Of course medical costs are high in the final year of life, because that is the year of life when most people are sickest, and therefore are getting the most amount of medical care. Certainly having discussions with patients about what they want when they get close to the end of their lives will save money.  This will reduce the horrendous “flail fests” when a person clearly approaching death with no reasonable chance of survival is subjected to ridiculously intensive life support.  This can even reduce everyday wasteful medical expenditures, such as expensive consultations, feeding tubes and the like in the cases of people who are clearly dying of the diseases of old age that take away quality of life and are not reversible.
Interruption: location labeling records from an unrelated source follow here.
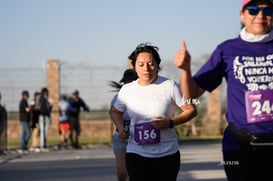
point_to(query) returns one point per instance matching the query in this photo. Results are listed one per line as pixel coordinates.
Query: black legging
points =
(146, 169)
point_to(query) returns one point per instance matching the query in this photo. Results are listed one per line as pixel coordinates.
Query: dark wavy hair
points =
(148, 48)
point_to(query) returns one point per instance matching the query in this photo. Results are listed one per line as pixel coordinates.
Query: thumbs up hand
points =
(182, 57)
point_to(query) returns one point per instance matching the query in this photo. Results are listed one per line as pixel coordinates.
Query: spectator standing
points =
(77, 103)
(35, 112)
(44, 117)
(24, 112)
(3, 127)
(119, 146)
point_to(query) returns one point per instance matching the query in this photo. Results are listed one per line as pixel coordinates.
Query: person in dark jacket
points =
(44, 117)
(77, 103)
(24, 112)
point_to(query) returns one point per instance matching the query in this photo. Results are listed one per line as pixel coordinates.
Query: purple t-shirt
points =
(248, 70)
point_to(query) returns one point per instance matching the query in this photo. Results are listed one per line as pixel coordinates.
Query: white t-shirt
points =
(144, 103)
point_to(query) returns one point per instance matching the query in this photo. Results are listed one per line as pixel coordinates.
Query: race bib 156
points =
(146, 133)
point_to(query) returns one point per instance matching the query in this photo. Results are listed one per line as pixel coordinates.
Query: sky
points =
(105, 32)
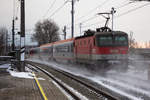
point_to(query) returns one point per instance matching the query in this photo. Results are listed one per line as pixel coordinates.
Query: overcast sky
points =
(137, 21)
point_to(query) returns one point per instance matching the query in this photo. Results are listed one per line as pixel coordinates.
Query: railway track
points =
(73, 84)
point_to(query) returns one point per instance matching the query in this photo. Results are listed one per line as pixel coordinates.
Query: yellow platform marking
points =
(39, 86)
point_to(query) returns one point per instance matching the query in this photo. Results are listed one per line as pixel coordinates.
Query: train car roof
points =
(63, 41)
(46, 45)
(102, 33)
(115, 32)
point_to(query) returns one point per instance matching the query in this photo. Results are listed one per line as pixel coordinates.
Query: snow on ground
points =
(27, 75)
(138, 72)
(5, 66)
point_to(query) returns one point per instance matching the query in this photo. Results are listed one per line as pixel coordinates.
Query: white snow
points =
(66, 94)
(5, 66)
(28, 75)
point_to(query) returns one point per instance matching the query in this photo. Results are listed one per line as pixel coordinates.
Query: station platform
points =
(14, 88)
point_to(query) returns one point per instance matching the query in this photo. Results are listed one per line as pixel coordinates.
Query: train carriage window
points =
(80, 43)
(89, 41)
(121, 40)
(84, 42)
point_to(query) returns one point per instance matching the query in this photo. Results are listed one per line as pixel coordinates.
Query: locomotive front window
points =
(105, 40)
(112, 40)
(121, 41)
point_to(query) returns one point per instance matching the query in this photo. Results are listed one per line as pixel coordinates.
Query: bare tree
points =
(46, 32)
(3, 40)
(132, 42)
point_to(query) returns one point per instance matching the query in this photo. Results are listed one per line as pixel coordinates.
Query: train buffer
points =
(28, 86)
Having “end of life” discussions will help in all sorts of ways to focus effort on improving the quality of life and the quality of death for people who are exiting the world. They will also save money that can be diverted to providing basic and vitally important health care to people who really need it.
All this said, in the best of all possible worlds, we still want medical expenditures at the end of life to outstrip medical expenditures before that time, because we do want to make sure that care is given in the most appropriate way possible when people are very sick.  In the best of all possible worlds, though, that disparity will be significantly smaller than it is now.